Application of VLAN ID-based Selective QinQ
As shown in Figure 6-5, in a data center, tenants lease office and production service servers. Production services are transmitted in VLANs 10 to 30, and office services are transmitted in VLANs 31 to 50. Tenants are located in positions A and B, and tenant devices are connected through SwitchA and SwitchB of the core/backbone network. To ensure service security and save VLAN IDs of the core/backbone network, it is required that traffic in positions A and B be transmitted through the core/backbone network, users using the same service be allowed to communicate, and users using different services be isolated. You can configure selective QinQ to meet the requirements.
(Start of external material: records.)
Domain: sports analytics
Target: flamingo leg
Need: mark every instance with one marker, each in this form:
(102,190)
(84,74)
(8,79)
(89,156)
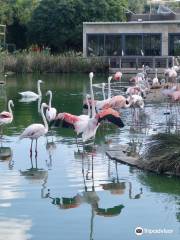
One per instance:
(77,142)
(31,148)
(36,149)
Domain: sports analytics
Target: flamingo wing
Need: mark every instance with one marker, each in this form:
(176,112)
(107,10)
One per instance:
(112,116)
(33,131)
(29,94)
(4,115)
(65,120)
(51,114)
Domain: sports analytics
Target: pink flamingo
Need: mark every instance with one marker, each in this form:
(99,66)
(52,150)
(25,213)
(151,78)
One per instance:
(7,117)
(115,102)
(36,130)
(85,124)
(50,111)
(117,76)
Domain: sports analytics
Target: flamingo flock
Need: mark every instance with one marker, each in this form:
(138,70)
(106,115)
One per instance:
(108,109)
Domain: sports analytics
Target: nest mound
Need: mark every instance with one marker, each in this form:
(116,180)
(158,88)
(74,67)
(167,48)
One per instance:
(162,154)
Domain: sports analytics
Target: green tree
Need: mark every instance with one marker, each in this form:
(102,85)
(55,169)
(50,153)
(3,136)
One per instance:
(59,23)
(15,14)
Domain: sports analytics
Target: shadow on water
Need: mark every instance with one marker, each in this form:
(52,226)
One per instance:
(34,174)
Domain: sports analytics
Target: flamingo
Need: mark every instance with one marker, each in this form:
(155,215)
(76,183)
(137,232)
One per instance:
(155,81)
(30,94)
(115,102)
(117,76)
(103,87)
(50,111)
(7,117)
(85,124)
(36,130)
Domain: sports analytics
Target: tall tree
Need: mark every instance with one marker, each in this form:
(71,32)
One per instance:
(15,14)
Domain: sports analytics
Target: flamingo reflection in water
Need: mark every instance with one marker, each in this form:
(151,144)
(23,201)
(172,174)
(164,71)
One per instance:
(89,196)
(6,155)
(50,148)
(117,187)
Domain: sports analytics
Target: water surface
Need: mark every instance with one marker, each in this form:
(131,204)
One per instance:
(68,193)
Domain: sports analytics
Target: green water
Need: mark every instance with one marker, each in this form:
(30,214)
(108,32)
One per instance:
(71,194)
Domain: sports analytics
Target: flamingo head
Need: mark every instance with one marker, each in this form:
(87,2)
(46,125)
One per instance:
(11,103)
(40,81)
(91,75)
(117,76)
(44,105)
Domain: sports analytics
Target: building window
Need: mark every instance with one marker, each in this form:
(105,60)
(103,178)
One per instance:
(174,44)
(130,44)
(95,45)
(113,45)
(152,44)
(133,44)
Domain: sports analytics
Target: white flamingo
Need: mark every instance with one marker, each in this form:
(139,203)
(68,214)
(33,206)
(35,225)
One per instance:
(36,130)
(7,117)
(33,95)
(85,124)
(50,111)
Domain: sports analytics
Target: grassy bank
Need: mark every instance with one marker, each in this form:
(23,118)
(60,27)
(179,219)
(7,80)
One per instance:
(39,62)
(162,154)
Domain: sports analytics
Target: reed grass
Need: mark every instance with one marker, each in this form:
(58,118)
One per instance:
(40,62)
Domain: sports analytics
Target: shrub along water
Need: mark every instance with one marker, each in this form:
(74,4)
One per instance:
(43,62)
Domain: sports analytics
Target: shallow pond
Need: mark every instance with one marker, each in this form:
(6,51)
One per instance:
(66,193)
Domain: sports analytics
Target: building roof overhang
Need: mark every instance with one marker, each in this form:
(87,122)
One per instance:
(132,22)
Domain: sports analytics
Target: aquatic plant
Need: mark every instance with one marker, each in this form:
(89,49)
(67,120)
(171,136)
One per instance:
(162,154)
(41,62)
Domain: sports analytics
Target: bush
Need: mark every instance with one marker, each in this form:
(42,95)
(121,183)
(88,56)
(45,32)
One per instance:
(40,62)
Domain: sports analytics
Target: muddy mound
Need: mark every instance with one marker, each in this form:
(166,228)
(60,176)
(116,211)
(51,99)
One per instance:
(161,154)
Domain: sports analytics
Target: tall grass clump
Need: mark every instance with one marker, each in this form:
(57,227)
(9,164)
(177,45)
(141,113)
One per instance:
(162,154)
(40,62)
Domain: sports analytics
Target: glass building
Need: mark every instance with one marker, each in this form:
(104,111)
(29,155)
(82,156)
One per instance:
(133,38)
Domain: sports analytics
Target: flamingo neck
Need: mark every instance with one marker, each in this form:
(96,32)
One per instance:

Table 6-2 shows the planning of outer VLAN IDs.
Service Name |
Range of VLAN IDs |
Outer VLAN |
|---|---|---|
Production service |
10-30 |
100 |
Office service |
31-50 |
200 |
Configure selective QinQ on SwitchA and SwitchB so that users using the same service in different branches are allowed to communicate, and users using different services are isolated.
On SwitchA, add VLAN 100 to packets that have inner VLAN IDs 10 to 30 and enter Interface1, and VLAN 200 to packets that have inner VLAN IDs 31 to 50 and enter Interface1.
On SwitchB, add VLAN 100 to packets that have inner VLAN IDs 10 to 30 and enter Interface1, and VLAN 200 to packets that have inner VLAN IDs 31 to 50 and enter Interface1.
Configure Interface2 on SwitchA and SwitchB to allow packets from VLAN 100 and VLAN 200.